Wednesday, December 01, 2010

Grief again

So lately I just seem to wake up crying.

It happened a few days ago, and again this morning, after one bout of being up. I managed fall asleep a second time, which doesn't always work, but the had an extremely odd dream.

I'm really grieving. This last round of no cancer/cancer feels like whiplash, and also has given me a real emotional smackdown. We had ten days. Ten days where we were told, and we got to hope, that I would be cancer free (or at least between treatments, and No Evidence of Disease). Then brain metastasis number two popped up.

And I wonder. Is this the new pattern? After the first round of breast cancer, and all the nasty treatment, I went on tamoxifen, and went three years almost to the day before a rediagnosis. That bumped me up to Stage 4, and metastatic breast cancer. Meaning we can treat it, but the odds of it going away all the way are slim.

I did chemotherapy again, and went another 9 months, and then the third round - and the cancer had travelled from chest, breast and lymph system over the blood brain barrier, and we faced up to brain mets and gamma knife surgery. I also repeated chemo for the third time, to treat cancerous lymph nodes in my shoulder, chest and along the trachea.

Since that surgery and chemo, chest appears to be stable, but the second bratty little brain squid reared it's little pointy head - approximately eight months after the first. HOWEVER - it appears to have popped up visibly on the MRIs in the space of about 6-8 weeks. Slowly, creepingy, it speeds up. It sneaks in, and takes over. Sooner or later, I stop hoping for a break, and start imagining continuous chemotherapy, more rounds of gamma knife, being on the steroid for the rest of my life...

Dearly beloved, I'm TIRED. And grieving. I'm grieving for my family, who never get to have NORMAL. They have me wired on steroids and irritable, exhausted from treatments and too many doctor's appointments, worrying about money all the time...

Denial, grief, anger, bargaining, acceptance. It's not once, but over and over that you recycle these emotions. I feel as though all my fuses are blown. The only two that are operative right now are grief and anger. I cry in the car. I cry in the shower. I cry over silly dramas that people create around me, and hurt feelings, and feeling misunderstood.

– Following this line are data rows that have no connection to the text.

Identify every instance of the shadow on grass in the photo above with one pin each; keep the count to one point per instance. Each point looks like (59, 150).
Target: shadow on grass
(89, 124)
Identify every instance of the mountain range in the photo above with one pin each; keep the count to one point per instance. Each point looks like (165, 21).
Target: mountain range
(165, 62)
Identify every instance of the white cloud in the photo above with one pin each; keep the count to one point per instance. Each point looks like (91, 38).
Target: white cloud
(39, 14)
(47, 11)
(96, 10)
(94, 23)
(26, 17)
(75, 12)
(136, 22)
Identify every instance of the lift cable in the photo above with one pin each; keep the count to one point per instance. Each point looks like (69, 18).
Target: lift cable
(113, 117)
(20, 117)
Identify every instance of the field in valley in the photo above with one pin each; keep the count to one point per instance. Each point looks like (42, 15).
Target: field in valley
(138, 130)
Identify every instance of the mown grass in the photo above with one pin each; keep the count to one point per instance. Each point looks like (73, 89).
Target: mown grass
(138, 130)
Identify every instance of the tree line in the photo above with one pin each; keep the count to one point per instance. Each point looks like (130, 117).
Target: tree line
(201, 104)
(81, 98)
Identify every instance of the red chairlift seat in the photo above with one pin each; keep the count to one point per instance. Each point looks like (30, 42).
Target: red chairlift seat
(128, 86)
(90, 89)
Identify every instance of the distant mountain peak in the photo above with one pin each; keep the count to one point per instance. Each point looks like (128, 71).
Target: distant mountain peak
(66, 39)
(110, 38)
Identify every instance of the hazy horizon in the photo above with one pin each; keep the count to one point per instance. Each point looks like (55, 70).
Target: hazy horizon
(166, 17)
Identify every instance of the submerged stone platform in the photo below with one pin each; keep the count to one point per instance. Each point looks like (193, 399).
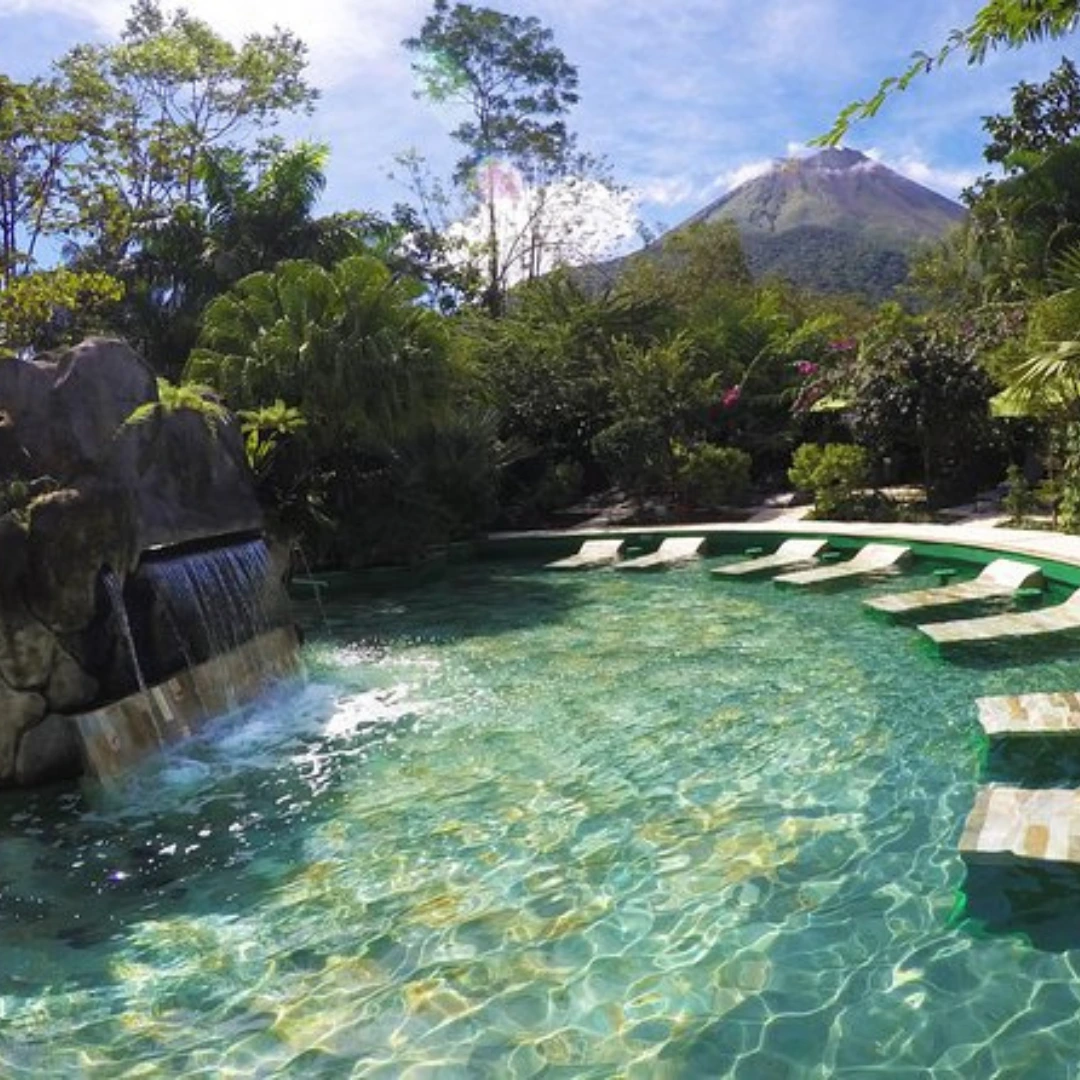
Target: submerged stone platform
(115, 738)
(1007, 822)
(1030, 714)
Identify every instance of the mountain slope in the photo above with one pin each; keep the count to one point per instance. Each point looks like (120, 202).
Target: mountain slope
(835, 223)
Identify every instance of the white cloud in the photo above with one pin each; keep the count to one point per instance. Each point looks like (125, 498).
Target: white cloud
(571, 223)
(730, 179)
(667, 191)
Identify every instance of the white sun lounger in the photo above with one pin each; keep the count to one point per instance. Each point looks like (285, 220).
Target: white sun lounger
(873, 558)
(787, 556)
(592, 553)
(997, 628)
(998, 580)
(671, 552)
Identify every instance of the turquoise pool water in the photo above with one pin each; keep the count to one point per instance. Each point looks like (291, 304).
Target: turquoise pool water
(524, 824)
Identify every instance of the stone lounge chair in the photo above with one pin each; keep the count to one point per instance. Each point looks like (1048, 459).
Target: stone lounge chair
(592, 553)
(997, 628)
(787, 556)
(873, 558)
(671, 552)
(999, 580)
(1028, 823)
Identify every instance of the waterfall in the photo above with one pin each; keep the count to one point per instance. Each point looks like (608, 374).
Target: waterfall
(214, 601)
(116, 593)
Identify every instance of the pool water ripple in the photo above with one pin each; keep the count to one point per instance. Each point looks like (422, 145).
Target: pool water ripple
(520, 825)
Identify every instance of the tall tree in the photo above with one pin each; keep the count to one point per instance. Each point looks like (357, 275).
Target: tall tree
(170, 91)
(515, 86)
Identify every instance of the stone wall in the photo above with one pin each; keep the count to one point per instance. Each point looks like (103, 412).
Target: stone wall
(84, 490)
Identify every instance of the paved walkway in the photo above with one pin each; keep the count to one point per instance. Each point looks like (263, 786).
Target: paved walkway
(1034, 543)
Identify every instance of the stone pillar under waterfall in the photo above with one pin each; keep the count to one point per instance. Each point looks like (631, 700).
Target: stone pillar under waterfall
(132, 555)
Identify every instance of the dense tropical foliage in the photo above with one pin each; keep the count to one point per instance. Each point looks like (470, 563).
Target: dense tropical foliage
(404, 382)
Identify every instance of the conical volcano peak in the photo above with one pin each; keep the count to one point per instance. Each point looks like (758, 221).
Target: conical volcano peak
(835, 159)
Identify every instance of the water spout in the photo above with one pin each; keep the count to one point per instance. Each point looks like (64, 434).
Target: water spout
(116, 593)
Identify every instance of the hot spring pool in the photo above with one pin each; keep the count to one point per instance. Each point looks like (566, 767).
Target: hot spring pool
(526, 824)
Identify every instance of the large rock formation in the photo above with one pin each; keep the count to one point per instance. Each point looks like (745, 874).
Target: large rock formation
(84, 491)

And I cry about letting go.

I don't think I get to see Tess dance the Nutcracker 10 years from now.

Most of the time, I am an optimist, a fighter, a person who is taking this on as a chronic disease. Who will handle the treatments they throw at me, try new stuff, do clinical trials, inject hamster proteins into my veins to fight this disease. But at best it's a stalemate. I no longer believe I can win.

And at what point is enough enough? Do I say, I can't take this any more, please let me stop? No more treatment. No more radiation, no more chemo. Now I just get to be comfortable, and enjoy the time I have left. It's not now. It's probably not soon. But it's coming.


I see the question that no one ever asks in their eyes. They ask about the prognosis, the treatment, the timing. What they really want to ask is, how soon are you going to die? Do you know? But no one asks, it's way too socially incorrect.

No, I don't. I know the stats. I know the pattern. Nobody knows when they are going to die, your doctor doesn't know when HE is going to die. But the part I know that most people don't, is that with metastatic breast cancer, there's a choice. Most women do not exhaust all the options they have for treatment. With ovarian cancer, if it comes back, it's usually as refractory disease - in english that's cancer that does not respond to most or any chemotherapy. Breast cancer has dozens, and it is generally considered "responsive". But women..just run out of steam. Choose to stop treatment. And having seen two people through it, I know what happens next.

So it's possible that I have a much clearer idea of when and how I might die than most people.

And it is making me cry.

2 comments:

  1. I am at a loss for something to say, I want to say be brave but know if I was in your shoes that would be the last thing I could do. I am thinking of you, Kevin and Tess. I am too far away to do much besides think of you and hope very hard that things go right so you see that nutcraker.